The scene in question feels so natural, the women sitting side by side, talking shyly but warmly, the remembrance of their shared past glowing between them. 

“Really not knowing what’s coming, that feels true to life,” Nwosu continued, “They’re really listening to each other. I really encouraged them to sort of push and surprise each other with what they said. So some of their surprise is real surprise.”

Just as she lets her actors convey so much story without scripted dialogue, Nwosu’s visual composition also speaks volumes.

Many prominent sequences isolate Salewa, whether in a crowd or in open space. Nwosu features the angularity of Chukwulozie’s physical performance, drawing attention to the actress’ expressive form by surrounding her with empty space, or simplified backgrounds. At the funeral, while the rest of the family and mourners are standing and singing a hymn, forming a sea of the same pink and blue ankara print, Salewa is sitting center-frame in a pew wearing her black suit. A blank expression on her face, surrounded but detached, Salewa is visibly estranged from her roots.

Chukwulozie’s ability to capture emotion in just a movement of her head and shoulders is all the more impressive because she does some of her best work while she’s on the back of a motorbike. 

One of my favorite shots in the piece is Salewa on the back of Ebun’s motorbike as she drives them out to her village home. Chukwulozie inclines her head into the space between Aladese’s nape and head, closing her eyes as if breathing her in, frowning slightly as if the sweetness of being near her again is too much to bear. They do not touch.

Nwosu surrounds them with negative space, letting them drift into the right of the frame, creating an almost sculptural shape. It’s simply stunning.

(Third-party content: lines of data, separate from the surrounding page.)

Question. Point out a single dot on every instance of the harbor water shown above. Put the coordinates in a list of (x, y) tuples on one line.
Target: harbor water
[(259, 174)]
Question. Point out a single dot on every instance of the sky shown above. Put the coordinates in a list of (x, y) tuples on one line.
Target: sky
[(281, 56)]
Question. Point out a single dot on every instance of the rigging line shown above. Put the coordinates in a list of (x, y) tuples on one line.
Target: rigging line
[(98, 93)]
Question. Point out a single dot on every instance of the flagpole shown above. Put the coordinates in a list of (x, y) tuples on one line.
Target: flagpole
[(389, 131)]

It turns out Chukwulozie is actually a friend of Nwosu’s. “She’s incredible, she’s just a force,” Nwosu enthused. “Her training is in dancing. She’d done some theater work but not film work. I just thought her presence was so forceful, and when I was thinking about Salewa, her body language is so important. Sheila is so conscious of that, and movement, and presence, so I just thought that she would be great. I had a hunch.”

When Salewa leaves Ebun’s village, this time on the back of a different bike, set against the dusky shadows of the mountains, she turns to look back at Ebun, and places her hand on the seat behind her. She and Ebun watch each other grow smaller, trying to hold the last look they may ever share.

Salewa finally turns her head away, but she keeps her hand placed behind her. This hand, this incline of her shoulder, is turning her back toward Ebun, as if part of her will always be turning back toward Ebun, even as her head is turning to the rest of her life; Salewa will always exist between two places. Once again, Nwosu empties the frame of everything but Salewa, simplifying the image and suspending her in negative space. By creating this visual focus, she invites us to see everything contained in this moment.

If I’m making a lot of these two gestures, it’s because for me, they encapsulate so much of the film: the ache, the sweetness, the longing.

“I think I’m interested in the outsider.” Nwosu said, when I asked her what her films have in common. “I’m interested in the person on the periphery, whose presence causes trouble. My own identities feel so fragmented sometimes, there isn’t any one place that feels like it encompasses all the ways of being I think I have. That’s where the similarity lies: this person who’s looking in, and trying to find their space, while also shaking up spaces.” 

This idea of an outsider certainly feels true of Salewa; her longing, her fragmented identity, pulled in different directions, pursuing the past to see what space might still be there for her.

Egúngún has been making waves on the indie circuit, selected at Sundance and the Toronto International Film Festival, nominated for ‘Best British Short Film’ by BIFA, and winner of ‘Best Short Film’ Award at the Hamptons International Film Festival. It’s screening at the Columbia University Film Festival on May 14 at 9pm and is absolutely not to be missed.